Enthalten im JDK ab Java 1.6


----------



## Landei (11. Dez 2008)

NetBeans hat auch einen ganz brauchbaren Profiler


----------



## philthy (11. Dez 2008)

Ja, hab das Problem jetzt einigermaßen "erkannt" dank JConsole und JVisualVM: Die Objekte werden schon dereferenziert wie gewünscht, nur sind es so viele (z.B. ein java.awt.Point pro Mausbewegung), dass sie einfach den Speicher schön zumüllen, bis der GC mal wieder vorbeikommt. Also alle 10 sek geht daws Maß wieder auf erträgliche 12 MB oder so herunter.

Danke für die Antworten!

Grüße
Philipp


----------



## SilentJ (11. Dez 2008)

Aus Sicht der JVM könnte man auch sagen: wenn hier jemand den Speicher zumüllt, bist Du das.


----------



## Marco13 (11. Dez 2008)

"Speicher zumüllen" klingt, als wäre das etwas schlechtes. Wenn du einen Swimmingpool hast, würdest du den ja auch nicht nach jedem Schwimmen leer machen und vor dem nächste mal wieder füllen. Die VM verwendet so viel Speicher, wie sie verwenden darf. Warum sollte sie Sachen löschen, wenn sie keinen frischen Speicher braucht? Ein Speicherleck hat man grob gesagt, wenn der verwendete Speicher bei gegen unendlich gehender Verwendungszeit des Programmes auch gegen unendlich geht....


----------



## philthy (11. Dez 2008)

Aber ohne meinen "Eingriff" in Form von System.gc() geht der Speicher an die Grenze von 500 MB. System.gc() bringt das dann wieder auf 13 bis 20 MB. Dass System.gc() also so viele "Leichen" wegnimmt, sagt mir doch, dass irgendwetwas scheifläuft. Wären noch Referenzen da die ich beseitigen sollte, dann hätte der Garbage Collector da ja auch nichts ausrichten können.

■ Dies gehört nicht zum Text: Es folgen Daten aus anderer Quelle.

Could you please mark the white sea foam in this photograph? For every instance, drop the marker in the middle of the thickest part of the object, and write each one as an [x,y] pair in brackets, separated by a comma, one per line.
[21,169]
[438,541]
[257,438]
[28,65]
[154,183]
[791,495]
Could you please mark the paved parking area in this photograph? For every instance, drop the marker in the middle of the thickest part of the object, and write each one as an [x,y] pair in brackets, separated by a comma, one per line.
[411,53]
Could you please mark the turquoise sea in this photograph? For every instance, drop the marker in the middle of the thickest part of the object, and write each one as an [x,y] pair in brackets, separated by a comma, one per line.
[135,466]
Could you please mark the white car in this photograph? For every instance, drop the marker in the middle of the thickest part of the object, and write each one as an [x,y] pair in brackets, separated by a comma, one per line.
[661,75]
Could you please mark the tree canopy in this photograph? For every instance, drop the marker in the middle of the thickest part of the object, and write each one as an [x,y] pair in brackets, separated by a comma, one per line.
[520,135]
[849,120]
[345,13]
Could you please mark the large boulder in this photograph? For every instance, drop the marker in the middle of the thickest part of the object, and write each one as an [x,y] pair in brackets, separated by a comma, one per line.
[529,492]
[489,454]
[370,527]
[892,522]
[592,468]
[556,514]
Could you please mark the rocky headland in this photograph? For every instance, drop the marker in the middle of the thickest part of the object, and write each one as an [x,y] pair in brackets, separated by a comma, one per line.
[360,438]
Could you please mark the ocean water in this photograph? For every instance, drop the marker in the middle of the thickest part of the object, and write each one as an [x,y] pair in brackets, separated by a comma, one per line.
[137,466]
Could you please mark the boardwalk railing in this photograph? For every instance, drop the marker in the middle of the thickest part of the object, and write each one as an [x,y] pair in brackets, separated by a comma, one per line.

Wollte ja gar nicht bestreiten, dass ich da meine Finger im Spiel habe  dachte nur, dass Objekte ohne Referenz schneller gelöscht werden.


----------



## FArt (11. Dez 2008)

philthy hat gesagt.:
			
		

> Aber ohne meinen "Eingriff" in Form von System.gc() geht der Speicher an die Grenze von 500 MB. System.gc() bringt das dann wieder auf 13 bis 20 MB. Dass System.gc() also so viele "Leichen" wegnimmt, sagt mir doch, dass irgendwetwas scheifläuft.


Das sollte es dir aber nicht sagen, weil es so nicht stimmt.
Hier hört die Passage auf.